AnyMindが支援するブランドコマース領域でも、AI活用の可能性は大きく広がっています。商品情報、レビュー、販売データ、広告データ、クリエイティブデータを活用することで、EC運営の改善をより高い精度とスピードで支援できるようになります。

たとえば、商品ページの改善点や訴求軸の抽出、広告文や画像案の生成、販売データやレビューをもとにした改善提案などが考えられます。これにより、EC運営のPDCAを高速化し、クライアントへの改善提案の質とスピードを高めることができます。また、クライアントごとの販売・広告データを活用する場合は、データの取り扱い、セキュリティ、権限管理を適切に設計したうえで、事業成長につながるAIアシスタントの構築を進めていきます。


グローバルで使えるAI基盤の検証


AI活用をグローバルで進めていくためには、個別ツールの導入だけでは不十分です。
複数国・複数事業で活用できるAI基盤をどう設計するか。用途に応じてどのモデルを使い分けるか。データの取り扱い、セキュリティ、既存クラウド環境との連携をどう設計するか。
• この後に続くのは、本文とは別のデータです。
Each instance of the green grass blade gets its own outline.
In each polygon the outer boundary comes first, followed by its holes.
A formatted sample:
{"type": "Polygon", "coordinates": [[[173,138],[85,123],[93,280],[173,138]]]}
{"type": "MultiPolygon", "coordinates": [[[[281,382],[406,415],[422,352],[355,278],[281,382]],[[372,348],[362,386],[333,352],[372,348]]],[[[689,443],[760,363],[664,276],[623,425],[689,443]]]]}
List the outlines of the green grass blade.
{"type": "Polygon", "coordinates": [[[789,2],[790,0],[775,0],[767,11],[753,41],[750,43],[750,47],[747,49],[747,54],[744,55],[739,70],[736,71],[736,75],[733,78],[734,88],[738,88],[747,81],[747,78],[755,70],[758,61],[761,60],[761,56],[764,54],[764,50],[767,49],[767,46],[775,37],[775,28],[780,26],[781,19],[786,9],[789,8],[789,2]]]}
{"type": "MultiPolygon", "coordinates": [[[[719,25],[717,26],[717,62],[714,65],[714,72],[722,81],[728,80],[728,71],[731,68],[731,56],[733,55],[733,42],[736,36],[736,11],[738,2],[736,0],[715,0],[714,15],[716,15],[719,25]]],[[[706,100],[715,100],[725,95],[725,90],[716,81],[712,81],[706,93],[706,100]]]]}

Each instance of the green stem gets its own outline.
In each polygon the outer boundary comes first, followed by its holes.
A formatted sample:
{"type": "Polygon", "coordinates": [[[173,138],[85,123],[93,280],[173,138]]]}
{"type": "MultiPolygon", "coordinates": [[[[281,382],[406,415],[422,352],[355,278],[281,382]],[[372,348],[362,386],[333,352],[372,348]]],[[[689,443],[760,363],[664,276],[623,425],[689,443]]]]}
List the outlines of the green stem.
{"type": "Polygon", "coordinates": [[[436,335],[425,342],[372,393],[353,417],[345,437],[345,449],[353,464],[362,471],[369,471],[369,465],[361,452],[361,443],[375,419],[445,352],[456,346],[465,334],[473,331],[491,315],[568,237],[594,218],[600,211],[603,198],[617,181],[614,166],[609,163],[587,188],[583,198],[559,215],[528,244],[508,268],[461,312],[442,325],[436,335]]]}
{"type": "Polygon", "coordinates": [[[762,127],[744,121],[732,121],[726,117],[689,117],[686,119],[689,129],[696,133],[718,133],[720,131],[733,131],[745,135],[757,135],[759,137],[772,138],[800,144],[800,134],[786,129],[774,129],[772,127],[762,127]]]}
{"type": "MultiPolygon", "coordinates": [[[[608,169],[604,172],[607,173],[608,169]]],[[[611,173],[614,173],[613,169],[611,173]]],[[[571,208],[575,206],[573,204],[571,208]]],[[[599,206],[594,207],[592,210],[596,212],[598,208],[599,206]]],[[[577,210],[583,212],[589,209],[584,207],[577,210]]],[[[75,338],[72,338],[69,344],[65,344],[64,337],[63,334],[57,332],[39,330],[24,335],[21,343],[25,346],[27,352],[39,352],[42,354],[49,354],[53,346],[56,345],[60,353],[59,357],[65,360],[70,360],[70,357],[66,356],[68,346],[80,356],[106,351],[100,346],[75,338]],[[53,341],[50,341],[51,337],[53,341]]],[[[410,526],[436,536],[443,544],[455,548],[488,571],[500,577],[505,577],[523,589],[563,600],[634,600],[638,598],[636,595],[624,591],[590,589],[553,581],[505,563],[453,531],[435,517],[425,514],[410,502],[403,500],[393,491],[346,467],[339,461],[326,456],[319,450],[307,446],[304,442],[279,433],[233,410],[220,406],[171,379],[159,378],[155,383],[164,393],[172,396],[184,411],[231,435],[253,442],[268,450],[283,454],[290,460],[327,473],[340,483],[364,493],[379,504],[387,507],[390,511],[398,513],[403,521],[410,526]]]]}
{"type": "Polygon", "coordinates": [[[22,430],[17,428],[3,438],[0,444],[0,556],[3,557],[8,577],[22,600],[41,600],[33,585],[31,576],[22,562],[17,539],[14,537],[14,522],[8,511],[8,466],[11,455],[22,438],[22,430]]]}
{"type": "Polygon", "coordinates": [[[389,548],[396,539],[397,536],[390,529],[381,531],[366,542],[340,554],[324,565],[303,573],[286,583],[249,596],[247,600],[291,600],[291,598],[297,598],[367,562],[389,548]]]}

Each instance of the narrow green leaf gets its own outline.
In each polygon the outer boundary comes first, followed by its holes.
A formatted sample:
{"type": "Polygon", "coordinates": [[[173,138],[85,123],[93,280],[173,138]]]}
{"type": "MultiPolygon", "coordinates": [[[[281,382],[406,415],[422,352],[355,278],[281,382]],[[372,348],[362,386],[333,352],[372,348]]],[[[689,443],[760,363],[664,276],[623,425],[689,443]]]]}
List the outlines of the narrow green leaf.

こうした論点についても、具体的な議論を行いました。

AI活用の競争力は、単に最新モデルを使うことだけで決まるわけではありません。業務に必要な精度、スピード、コスト、拡張性を見極め、適切なモデルを実際の業務フローに組み込むことが重要です。今後は、精度、コスト、スピード、セキュリティの観点から、グローバルで活用できるAI基盤の検証を進めていきます。


現地で得たインサイトを、開発・実装へ


この3日間を通じて確認できたのは、AI活用の競争力は、技術そのものだけでなく、事業や業務フローにどう組み込むかで決まるということです。
中国市場で進むAI活用のスピードや実務知見、外部チームとの対話を通じて得た視点をもとに、今後は各国の事業環境や顧客課題に合わせて実装を進めていきます。

まずは、実務で活用しやすく、事業インパクトの大きい領域から順次導入し、LLM・クラウド基盤についても、精度、コスト、スピード、セキュリティの観点から検証を進めます。

杭州拠点では、AI動画生成、AI Agent、クラウド・モデル活用、クリエイティブ制作体制に関する知見を蓄積し、日本・APACを含むグローバル各国との連携を深めながら、実装・展開を進めていきます。

AIを一部の業務効率化にとどめず、事業やプロダクト、日々のオペレーションに組み込み、成果につながる仕組みとして展開していく。AnyMindは今後も、AnyAI Labを通じてAIの検証と事業実装を進め、AI Nativeな事業づくりを加速していきます。